Published online by Cambridge University Press: 27 September 2016
A key challenge of the Information Extraction in Natural Language Processing is the ability to recognise and classify temporal expressions (timexes). It is a crucial source of information about when something happens, how often something occurs or how long something lasts. Timexes extracted automatically from text, play a major role in many Information Extraction systems, such as question answering or event recognition. We prepared a broad specification of Polish timexes – PLIMEX. It is based on the state-of-the-art annotation guidelines for English, mainly TIMEX2 and TIMEX3 (a part of TimeML – Markup Language for Temporal and Event Expressions). We have expanded our specification for a description of the local meaning of timexes, based on LTIMEX annotation guidelines for English. Temporal description supports further event identification and extends event description model, focussing on anchoring events in time, events ordering and reasoning about the persistence of events.

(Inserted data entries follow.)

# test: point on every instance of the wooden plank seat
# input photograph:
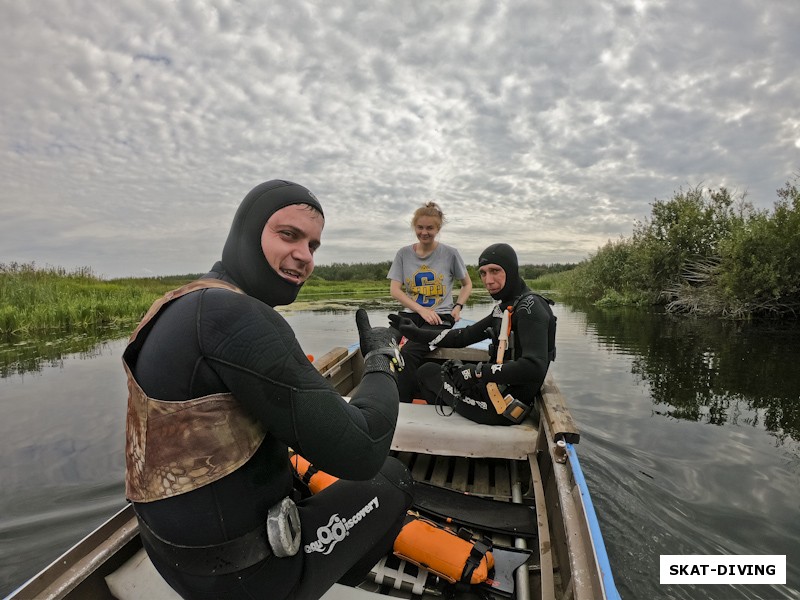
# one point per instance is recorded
(420, 428)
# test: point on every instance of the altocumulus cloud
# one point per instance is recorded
(130, 131)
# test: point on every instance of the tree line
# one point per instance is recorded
(703, 251)
(378, 271)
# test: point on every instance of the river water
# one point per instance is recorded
(690, 435)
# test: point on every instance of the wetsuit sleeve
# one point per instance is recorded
(530, 323)
(257, 357)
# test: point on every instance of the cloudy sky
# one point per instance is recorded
(132, 129)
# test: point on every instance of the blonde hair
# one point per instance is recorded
(429, 209)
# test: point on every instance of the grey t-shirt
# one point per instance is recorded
(429, 281)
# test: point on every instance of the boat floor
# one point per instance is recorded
(138, 579)
(437, 450)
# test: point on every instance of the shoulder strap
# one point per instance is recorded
(198, 284)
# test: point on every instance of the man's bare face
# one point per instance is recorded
(289, 240)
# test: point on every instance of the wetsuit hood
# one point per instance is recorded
(243, 261)
(504, 256)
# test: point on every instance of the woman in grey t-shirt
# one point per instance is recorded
(422, 279)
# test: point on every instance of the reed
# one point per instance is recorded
(36, 300)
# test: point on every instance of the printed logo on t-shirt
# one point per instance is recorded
(426, 287)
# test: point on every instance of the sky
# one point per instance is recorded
(131, 130)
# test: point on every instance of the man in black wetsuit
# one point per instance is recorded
(219, 389)
(531, 345)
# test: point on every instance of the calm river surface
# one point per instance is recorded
(690, 433)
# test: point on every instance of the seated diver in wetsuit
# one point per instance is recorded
(219, 389)
(531, 345)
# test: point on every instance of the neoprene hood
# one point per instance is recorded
(504, 256)
(242, 257)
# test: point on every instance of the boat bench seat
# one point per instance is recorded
(420, 428)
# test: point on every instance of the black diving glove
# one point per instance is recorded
(379, 347)
(409, 329)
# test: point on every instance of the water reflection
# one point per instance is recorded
(709, 370)
(32, 354)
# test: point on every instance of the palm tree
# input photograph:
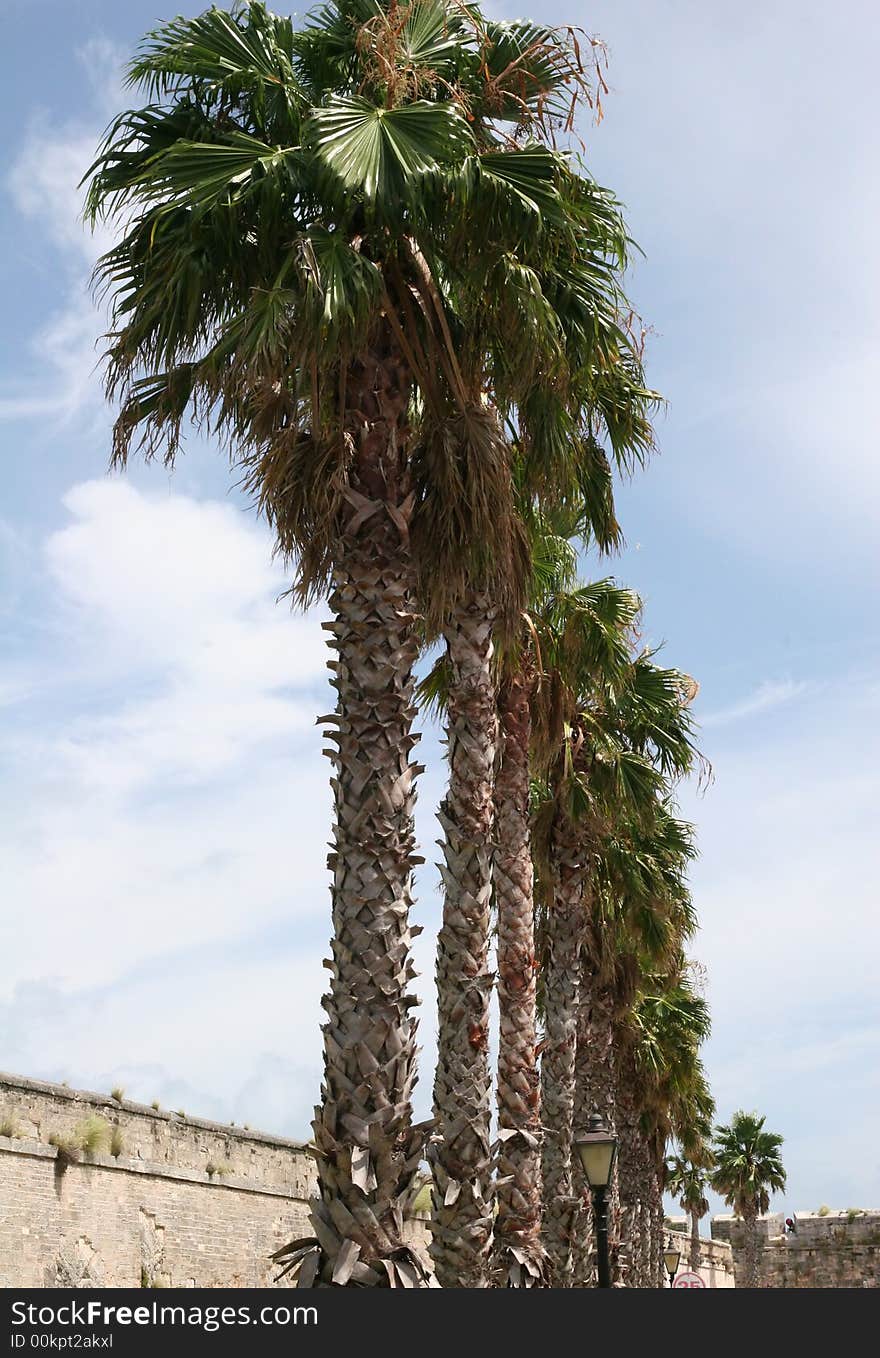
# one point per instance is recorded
(640, 901)
(663, 1083)
(330, 236)
(294, 270)
(748, 1168)
(519, 1258)
(687, 1182)
(590, 649)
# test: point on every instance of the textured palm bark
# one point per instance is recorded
(459, 1152)
(657, 1236)
(645, 1232)
(694, 1252)
(751, 1264)
(565, 921)
(628, 1130)
(518, 1255)
(365, 1144)
(595, 1089)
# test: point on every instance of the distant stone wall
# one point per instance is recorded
(716, 1256)
(833, 1250)
(181, 1202)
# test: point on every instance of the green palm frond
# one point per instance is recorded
(383, 151)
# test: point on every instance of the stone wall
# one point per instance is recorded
(830, 1250)
(716, 1256)
(162, 1199)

We prepared the specification, which is designed to address these issues, and we annotated all documents in Polish Corpus of Wroclaw University of Technology (KPWr) using our annotation guidelines. We also adapted our Liner2 machine learning system to recognise Polish timexes and we propose two-phase method to select a subset of features for Conditional Random Fields sequence labelling method. This article presents the whole process of corpus annotation, evaluation of inter-annotator agreement, extending Liner2 system with new features and evaluation of the recognition models before and after feature selection with the analysis of statistical significance of differences. Liner2 with presented models is available as open source software under the GNU General Public License.
Work financed as part of the investment in the CLARIN-PL research infrastructure funded by the Polish Ministry of Science and Higher Education.